Operand Conditioning: Secret to Dog Training Success

Were you ever amazed by how good dog trainers easily solve the most difficult problems we all have with dogs? Problems like excessive barking, destructive chewing, using the whole house as their toilet, or jumping on visitors are not hard to solve problems for good dog trainers. They always seem to have some training method to overcome the problem in a short time.

Dog-Training

What the successful dog trainers understand and most general people dont, is a scientific understanding of how dogs and other animals learn.


Based on behavioral psychology, dating back to Dr. Skinners researches, they can understand and predict a dogs behavior, and they can apply effective strategies to train a dog for desired behavior.

The key to behavioral psychology is the concept of Operant Conditioning. For an easier to understand term, we could say training by consequences. That means, when a dog behavior has some consequence (your reaction to dogs behavior), it either reinforces, or discourages the behavior.

In behavioral psychology, the reaction is divided into 5 categories, 4 for every possible reaction, and one for no reaction.
#1: Positive Reinforcement: When the dogs behavior is the desired behavior, and we reward him with something the dog likes, thats positive reinforcement. Like when we ask the dog to sit, and he sits, and we tell him good boy and pet his head.

#2: Negative Reinforcement: The dog behaves good, and we remove something that disturbs him, that is called negative reinforcement. If you pull his collar while asking him to sit, and he sits, you release the collar. Dog is more likely to sit when asked next time.

#3: Positive Punishment: When dog does something bad, and you punish him, and he stops, that is positive punishment. For example, he enters the kitchen, looks for food in benches, and you shout, so he exits the kitchen. The dog is less likely to enter the kitchen for food in the future.

#4: Negative Punishment: When the dog does something wrong, and you take away something that he likes, that is called negative punishment. For example, the dog plays a little too harshly with another smaller dog in the park, and you pull his leash strongly and take him away from the other dog, you are removing his chance to play. Therefore he learns not to play too harshly next time.

#5. Extinction: When the dog something wrong, and you totally ignore it, and eventually, the dog stops doing it, thats called extinction. For example, if your dog is used to being allowed outside when he whines at the door, but you are now neglecting him now, and he whines and whines and then stops. Sometimes it gets worse before totally stopping, like whining really hard, before totally stopping the behavior. Thats called extinction burst and it is the last ditch effort for him to get the desired action from you.

Using different conditioning methods effectively, is the key to effectively train your dog.
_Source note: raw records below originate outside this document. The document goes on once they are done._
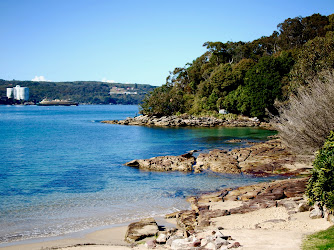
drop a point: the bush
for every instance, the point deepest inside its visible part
(320, 187)
(306, 121)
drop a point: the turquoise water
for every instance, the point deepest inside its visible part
(62, 170)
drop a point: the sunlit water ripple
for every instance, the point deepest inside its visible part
(62, 170)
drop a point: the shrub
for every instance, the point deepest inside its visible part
(320, 187)
(306, 121)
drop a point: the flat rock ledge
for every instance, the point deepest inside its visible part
(200, 227)
(188, 121)
(262, 159)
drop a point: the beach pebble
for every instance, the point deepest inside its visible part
(211, 246)
(234, 245)
(180, 244)
(150, 244)
(303, 207)
(162, 238)
(316, 213)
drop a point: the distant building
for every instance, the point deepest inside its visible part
(223, 111)
(18, 93)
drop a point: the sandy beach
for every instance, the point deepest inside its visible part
(269, 228)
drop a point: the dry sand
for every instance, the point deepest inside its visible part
(271, 228)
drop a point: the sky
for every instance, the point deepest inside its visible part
(129, 41)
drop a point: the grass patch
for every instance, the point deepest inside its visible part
(321, 240)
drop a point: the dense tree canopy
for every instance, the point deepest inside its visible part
(248, 77)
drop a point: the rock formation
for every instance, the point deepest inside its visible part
(261, 159)
(188, 120)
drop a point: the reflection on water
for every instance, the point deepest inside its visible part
(61, 171)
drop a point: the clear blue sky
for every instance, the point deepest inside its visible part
(127, 40)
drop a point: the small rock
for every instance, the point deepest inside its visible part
(210, 246)
(150, 244)
(180, 244)
(218, 234)
(204, 242)
(316, 213)
(303, 207)
(234, 245)
(172, 238)
(142, 229)
(162, 238)
(221, 242)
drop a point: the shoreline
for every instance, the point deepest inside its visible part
(109, 235)
(250, 217)
(262, 228)
(190, 121)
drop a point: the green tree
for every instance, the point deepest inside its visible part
(320, 187)
(315, 56)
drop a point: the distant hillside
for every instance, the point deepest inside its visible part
(88, 92)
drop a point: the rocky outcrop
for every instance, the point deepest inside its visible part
(141, 230)
(220, 161)
(182, 163)
(284, 193)
(188, 120)
(261, 159)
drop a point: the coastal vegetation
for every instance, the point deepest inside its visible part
(88, 92)
(248, 78)
(320, 240)
(320, 187)
(305, 121)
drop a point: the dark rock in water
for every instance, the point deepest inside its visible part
(182, 163)
(262, 159)
(141, 230)
(187, 120)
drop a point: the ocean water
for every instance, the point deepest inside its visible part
(62, 170)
Also notice you can get rid of many problems, by not training your dog, but by changing the environment.
For example, your dog goes through your rubbish bin, and you yell and he stops. Does that mean that he learned effectively not to go through your rubbish anymore? Not necessarily. He might go through your rubbish while you are away, for example. Maybe its better to change your rubbish bin to a more secure one that he cannot open, or putting the rubbish bin to a place he cannot access is a better solution. It might also be easier than training your dog.